Micheline Patton (1912 – 30 June 2001) was an Irish actress who worked on radio, stage and television from the mid-1930s to the mid-1960s.

==Biography==
Micheline Elizabeth Patton was born in Belfast in 1912, and died on 30 June 2001 in Godalming, Surrey. Her father was Billy Patton, a surgeon. She went to school in Malvern Girls' College, and studied Modern History at St Hugh's College, Oxford, graduating in 1935. One of her cousins was the Irish playwright, BBC producer and war correspondent Denis Johnston.

==Radio==
Between 1935 and 1947, Patton read several short stories for BBC Radio, including works by Katherine Mansfield, Anton Chekhov, and Helen Colvill. She acted in radio plays, including playing the role of Winifred in the 1947 BBC Radio adaptation of In Chancery from The Forsyte Saga.

==Television==

Patton acted in early BBC television broadcasts. In December 1937, she appeared in a backless dress in the final episode of the early fashion documentary Clothes-Line. Patton was viewed from behind, giving an illusion of nudity, which led to outraged viewers writing in to complain. The episode was titled Grandmamma Looks Back, inspiring the copresenter Pearl Binder's quip, "Grandmamma looks back but Micheline has no back to be seen."
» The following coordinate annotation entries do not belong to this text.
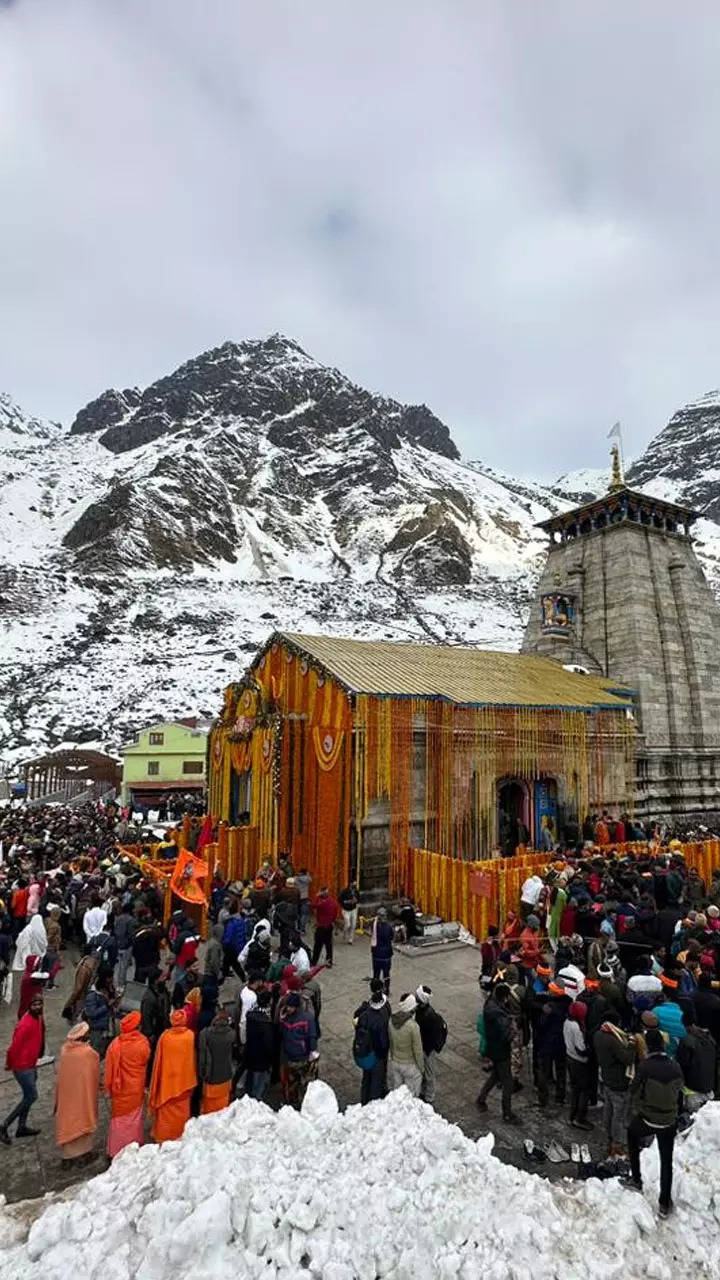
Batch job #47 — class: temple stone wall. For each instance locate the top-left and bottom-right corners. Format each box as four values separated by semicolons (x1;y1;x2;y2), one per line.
523;499;720;820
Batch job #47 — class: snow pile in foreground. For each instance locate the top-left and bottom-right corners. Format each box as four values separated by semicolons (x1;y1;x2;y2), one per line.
0;1083;720;1280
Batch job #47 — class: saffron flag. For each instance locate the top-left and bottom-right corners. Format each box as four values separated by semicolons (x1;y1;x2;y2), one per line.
170;849;208;906
469;872;492;897
195;814;213;854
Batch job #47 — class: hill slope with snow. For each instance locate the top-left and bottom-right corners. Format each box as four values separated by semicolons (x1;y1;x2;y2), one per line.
0;334;720;759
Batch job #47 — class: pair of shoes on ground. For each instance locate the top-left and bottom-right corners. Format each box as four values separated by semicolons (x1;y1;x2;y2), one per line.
570;1142;592;1165
544;1138;570;1165
523;1138;547;1165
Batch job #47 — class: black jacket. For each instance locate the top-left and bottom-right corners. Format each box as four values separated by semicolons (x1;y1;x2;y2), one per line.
197;1023;234;1084
245;1007;272;1071
132;924;161;969
483;996;512;1062
352;1000;389;1061
534;995;570;1059
592;1030;637;1093
676;1027;717;1093
630;1053;683;1128
415;1005;447;1053
140;987;170;1044
246;942;272;975
578;987;610;1050
693;987;720;1044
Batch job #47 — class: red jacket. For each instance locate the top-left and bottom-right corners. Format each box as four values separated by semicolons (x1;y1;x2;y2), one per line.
10;888;29;920
310;893;340;929
5;1014;45;1071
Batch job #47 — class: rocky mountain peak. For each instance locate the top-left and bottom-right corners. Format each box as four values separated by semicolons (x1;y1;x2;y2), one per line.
70;387;142;435
628;390;720;520
0;392;61;439
60;333;460;458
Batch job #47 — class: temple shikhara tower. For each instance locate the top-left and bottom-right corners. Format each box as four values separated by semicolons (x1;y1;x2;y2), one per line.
523;447;720;823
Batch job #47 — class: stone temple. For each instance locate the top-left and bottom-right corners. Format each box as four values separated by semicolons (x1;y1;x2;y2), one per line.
523;449;720;823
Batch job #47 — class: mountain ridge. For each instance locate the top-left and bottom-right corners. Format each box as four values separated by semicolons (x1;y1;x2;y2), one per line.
0;334;720;760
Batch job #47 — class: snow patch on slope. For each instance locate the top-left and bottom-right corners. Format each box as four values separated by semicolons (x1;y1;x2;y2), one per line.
0;1082;720;1280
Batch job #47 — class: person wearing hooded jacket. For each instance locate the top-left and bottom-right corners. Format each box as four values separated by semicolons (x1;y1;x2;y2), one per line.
678;1010;717;1110
477;982;520;1124
197;1009;234;1115
562;1000;592;1129
389;992;425;1098
352;978;391;1106
370;906;393;996
621;1028;683;1217
536;982;570;1107
415;987;447;1106
593;1009;638;1156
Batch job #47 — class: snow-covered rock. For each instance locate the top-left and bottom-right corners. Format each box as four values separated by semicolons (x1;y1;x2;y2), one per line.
0;334;720;760
0;1083;720;1280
She went on to appear in a November 1938 adaptation of Robert J. Flaherty's book The Captain's Chair (produced as The Last Voyage of Captain Grant) and in July 1939, a drama based on the Parnell Commission.
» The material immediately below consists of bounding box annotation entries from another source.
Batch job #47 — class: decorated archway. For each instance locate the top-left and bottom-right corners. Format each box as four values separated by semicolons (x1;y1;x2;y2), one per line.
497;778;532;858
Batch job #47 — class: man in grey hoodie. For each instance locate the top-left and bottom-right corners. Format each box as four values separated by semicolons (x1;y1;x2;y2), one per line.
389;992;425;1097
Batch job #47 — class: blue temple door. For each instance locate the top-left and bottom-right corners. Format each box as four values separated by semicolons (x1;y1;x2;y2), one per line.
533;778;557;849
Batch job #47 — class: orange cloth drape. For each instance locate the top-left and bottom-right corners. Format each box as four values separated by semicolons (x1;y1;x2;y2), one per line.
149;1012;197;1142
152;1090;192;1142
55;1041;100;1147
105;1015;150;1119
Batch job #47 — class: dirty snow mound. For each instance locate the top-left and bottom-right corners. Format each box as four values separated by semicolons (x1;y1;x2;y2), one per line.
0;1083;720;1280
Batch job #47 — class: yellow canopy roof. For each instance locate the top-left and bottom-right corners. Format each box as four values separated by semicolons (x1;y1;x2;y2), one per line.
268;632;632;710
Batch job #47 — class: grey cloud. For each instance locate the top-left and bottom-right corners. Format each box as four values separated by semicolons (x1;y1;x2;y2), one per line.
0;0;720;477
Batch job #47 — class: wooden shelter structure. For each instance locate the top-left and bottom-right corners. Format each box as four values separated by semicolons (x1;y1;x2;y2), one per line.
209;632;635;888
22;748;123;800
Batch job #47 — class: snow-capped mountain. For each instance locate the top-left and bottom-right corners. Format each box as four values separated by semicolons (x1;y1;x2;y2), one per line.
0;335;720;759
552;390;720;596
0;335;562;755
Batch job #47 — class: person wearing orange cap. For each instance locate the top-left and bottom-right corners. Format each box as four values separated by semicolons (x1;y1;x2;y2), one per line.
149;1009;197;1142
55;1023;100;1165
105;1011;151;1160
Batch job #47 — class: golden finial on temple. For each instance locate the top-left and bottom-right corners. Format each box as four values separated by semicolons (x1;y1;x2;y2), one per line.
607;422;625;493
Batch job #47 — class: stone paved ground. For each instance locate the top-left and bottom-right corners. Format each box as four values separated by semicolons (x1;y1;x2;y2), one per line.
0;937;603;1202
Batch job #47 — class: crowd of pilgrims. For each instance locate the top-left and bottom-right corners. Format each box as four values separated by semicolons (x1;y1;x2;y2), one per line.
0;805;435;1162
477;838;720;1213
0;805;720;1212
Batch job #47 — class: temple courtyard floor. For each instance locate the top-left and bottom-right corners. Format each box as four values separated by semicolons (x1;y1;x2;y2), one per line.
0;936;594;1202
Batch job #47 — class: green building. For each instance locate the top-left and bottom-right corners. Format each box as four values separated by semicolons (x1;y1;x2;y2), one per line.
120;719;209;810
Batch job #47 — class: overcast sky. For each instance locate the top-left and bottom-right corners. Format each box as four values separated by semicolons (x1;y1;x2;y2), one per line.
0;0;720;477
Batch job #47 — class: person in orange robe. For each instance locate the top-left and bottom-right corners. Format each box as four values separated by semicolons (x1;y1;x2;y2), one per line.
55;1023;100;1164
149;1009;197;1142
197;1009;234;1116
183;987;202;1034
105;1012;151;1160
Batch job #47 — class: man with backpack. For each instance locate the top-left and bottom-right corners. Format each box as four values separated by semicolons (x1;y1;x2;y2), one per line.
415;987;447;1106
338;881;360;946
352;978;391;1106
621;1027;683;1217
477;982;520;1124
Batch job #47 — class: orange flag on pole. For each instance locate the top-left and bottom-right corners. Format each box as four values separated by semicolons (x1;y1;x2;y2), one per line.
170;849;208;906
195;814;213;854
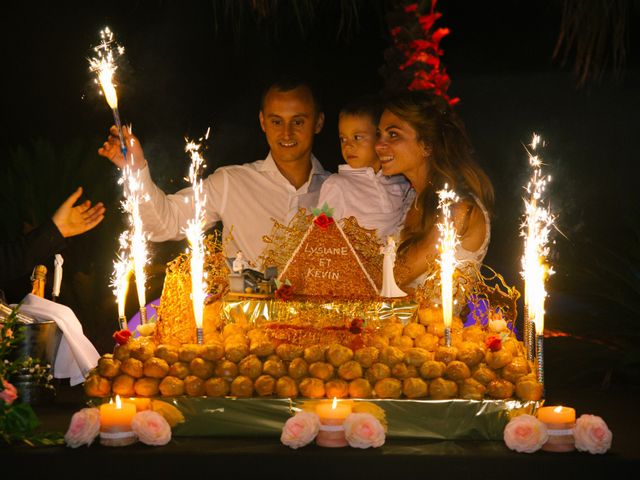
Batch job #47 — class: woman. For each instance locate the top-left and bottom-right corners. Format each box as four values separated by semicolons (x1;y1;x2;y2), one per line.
376;92;493;288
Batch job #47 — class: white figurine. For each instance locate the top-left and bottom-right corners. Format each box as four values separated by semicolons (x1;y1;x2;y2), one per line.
380;236;407;298
233;251;249;273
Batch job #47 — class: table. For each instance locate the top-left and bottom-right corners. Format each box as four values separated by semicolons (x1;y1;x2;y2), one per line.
0;339;640;480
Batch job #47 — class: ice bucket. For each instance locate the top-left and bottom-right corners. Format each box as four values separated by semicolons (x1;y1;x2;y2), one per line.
11;320;62;405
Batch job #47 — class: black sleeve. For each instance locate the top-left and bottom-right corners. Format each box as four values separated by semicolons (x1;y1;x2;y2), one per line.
0;219;65;283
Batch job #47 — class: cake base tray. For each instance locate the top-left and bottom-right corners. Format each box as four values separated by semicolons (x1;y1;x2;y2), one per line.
96;396;542;440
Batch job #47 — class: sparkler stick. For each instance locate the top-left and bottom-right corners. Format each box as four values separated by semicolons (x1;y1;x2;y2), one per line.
185;130;209;344
520;133;555;385
89;27;127;158
438;184;460;347
111;231;133;330
120;164;149;325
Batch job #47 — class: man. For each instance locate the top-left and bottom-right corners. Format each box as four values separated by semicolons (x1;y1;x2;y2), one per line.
98;79;329;267
0;187;105;290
In 1947 Patton had a small role in Weep for the Cyclops, a biographical 1947 television drama on Jonathan Swift, which was written and produced by her cousin Denis Johnston.
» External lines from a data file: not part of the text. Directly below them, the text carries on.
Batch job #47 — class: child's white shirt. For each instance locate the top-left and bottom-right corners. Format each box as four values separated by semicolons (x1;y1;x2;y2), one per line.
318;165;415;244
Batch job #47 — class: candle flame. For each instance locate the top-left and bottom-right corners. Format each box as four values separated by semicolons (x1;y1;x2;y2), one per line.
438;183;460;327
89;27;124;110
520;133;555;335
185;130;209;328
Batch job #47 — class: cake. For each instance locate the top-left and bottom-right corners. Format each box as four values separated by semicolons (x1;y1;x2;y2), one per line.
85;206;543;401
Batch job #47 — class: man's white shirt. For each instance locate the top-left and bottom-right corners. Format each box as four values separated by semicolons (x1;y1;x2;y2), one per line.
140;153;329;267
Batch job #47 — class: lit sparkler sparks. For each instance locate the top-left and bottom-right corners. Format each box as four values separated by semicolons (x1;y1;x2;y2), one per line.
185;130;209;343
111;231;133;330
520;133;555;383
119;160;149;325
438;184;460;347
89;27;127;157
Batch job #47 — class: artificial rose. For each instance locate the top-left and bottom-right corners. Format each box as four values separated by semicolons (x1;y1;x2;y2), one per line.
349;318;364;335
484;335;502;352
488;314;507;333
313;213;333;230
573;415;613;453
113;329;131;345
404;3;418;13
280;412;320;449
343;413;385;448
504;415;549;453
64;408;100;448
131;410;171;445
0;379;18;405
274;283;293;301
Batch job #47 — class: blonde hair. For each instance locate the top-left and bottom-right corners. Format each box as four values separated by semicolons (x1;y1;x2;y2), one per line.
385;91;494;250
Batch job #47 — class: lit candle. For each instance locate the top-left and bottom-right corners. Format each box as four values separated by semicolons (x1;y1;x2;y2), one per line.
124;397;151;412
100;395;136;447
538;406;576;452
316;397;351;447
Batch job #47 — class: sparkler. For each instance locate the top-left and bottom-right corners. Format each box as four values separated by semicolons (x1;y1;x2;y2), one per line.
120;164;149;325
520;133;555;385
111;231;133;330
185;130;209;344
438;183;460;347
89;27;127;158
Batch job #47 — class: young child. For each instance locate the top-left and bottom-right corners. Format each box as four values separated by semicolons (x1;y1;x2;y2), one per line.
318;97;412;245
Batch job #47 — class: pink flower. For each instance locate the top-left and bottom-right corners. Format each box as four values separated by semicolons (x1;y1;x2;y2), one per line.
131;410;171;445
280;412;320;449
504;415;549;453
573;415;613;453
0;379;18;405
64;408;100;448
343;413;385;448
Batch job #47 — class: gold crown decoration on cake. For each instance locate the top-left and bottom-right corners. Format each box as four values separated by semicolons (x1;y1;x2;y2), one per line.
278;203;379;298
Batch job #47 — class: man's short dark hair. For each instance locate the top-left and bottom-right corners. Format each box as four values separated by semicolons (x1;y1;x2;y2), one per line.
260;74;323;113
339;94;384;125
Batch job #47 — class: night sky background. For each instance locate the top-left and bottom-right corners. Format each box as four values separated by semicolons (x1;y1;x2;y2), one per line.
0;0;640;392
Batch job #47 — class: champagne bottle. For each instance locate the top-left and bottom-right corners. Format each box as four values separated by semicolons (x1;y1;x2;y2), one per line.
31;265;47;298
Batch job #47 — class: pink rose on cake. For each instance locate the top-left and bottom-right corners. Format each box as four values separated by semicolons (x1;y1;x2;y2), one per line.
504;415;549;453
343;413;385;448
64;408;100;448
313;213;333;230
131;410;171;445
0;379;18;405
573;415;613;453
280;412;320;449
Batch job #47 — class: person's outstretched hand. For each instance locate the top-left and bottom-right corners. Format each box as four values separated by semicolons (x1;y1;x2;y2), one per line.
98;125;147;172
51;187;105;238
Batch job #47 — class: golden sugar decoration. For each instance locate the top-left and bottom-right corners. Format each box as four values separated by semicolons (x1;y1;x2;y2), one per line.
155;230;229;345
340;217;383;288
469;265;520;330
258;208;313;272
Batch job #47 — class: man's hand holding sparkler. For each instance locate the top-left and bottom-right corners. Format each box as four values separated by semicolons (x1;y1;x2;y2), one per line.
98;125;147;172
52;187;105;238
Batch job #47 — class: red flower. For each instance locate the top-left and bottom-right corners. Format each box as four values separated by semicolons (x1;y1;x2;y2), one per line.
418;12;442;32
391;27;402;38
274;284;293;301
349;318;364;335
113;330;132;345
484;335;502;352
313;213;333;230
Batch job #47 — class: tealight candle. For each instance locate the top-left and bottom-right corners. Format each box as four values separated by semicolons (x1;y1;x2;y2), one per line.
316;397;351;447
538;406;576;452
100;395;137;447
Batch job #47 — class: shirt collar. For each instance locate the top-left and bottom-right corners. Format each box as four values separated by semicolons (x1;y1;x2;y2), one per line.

Patton's final recorded BBC appearance was in 1958, with a role in The Ordeal of Christabel Pankhurst.

==Theatre==

Patton's best received role was probably as Emily Brontë in The Brontës, by Alfred Sangster, produced by the Sheffield Repertory Company. She played this role from 1946–1949, receiving generally good notices. in 1946 a reviewer for the Brontë Society noted that Patton was so "exceptionally good that one suspected (perhaps too artlessly) a spiritual affinity. What strength that pale, frigid face reflected!" A reviewer for Punch commented on the "interesting" Patton's ability to "suggest dark churnings of the soul." Less enthusiastically, in 1947, a reviewer for Theatre World commented "Micheline Patton does all that could be done with her material," calling the part "poorly written."

- 1936 on the London stage
- Stubble Before Swords at Globe
- A Bride for the Unicorn at Westminster Theatre
- 1940 in Dublin
- Roly Poly (Boule de Suif) was withdrawn under Wartime Emergency Legislation (1745 Act).
- 1941 in Belfast
- The Passing of the Third Floor Back (Jerome K. Jerome) was concurrent with the first Luftwaffe air-raid
- 1944–1945 in various provincial Scottish theatres
- Dundee Repertory Theatre
  - The Patsy
  - The Housemaster
  - A Soldier for Christmas
  - Seven Bottles for the Maestro
- Perth Repertory Theatre
  - Charley's Aunt
  - Androcles and the Lion
  - Caste
  - Hamlet
  - Sheppey
- 1946 English provincial theatre
- Bristol Old Vic
  - Weep for the Cyclops
- 1946–1949 Sheffield Repertory Theatre and touring – most saliently, St James Theatre London
- The Brontes
- 1949 London Players
- Aftermath
- 1950 St James Theatre
- Venus Observed
- 1951 Citizens Theatre Glasgow
- As You Like It
- 1954 Hythe Summer Theatre
- The Powder Magazine
- 1957 Piccadilly Theatre
- The Rape of the Belt
- 1960 Richmond Theatre
- Gracious Living

==Film==
Patton appeared as Mrs. Broome in The Yellow Teddy Bears in 1963.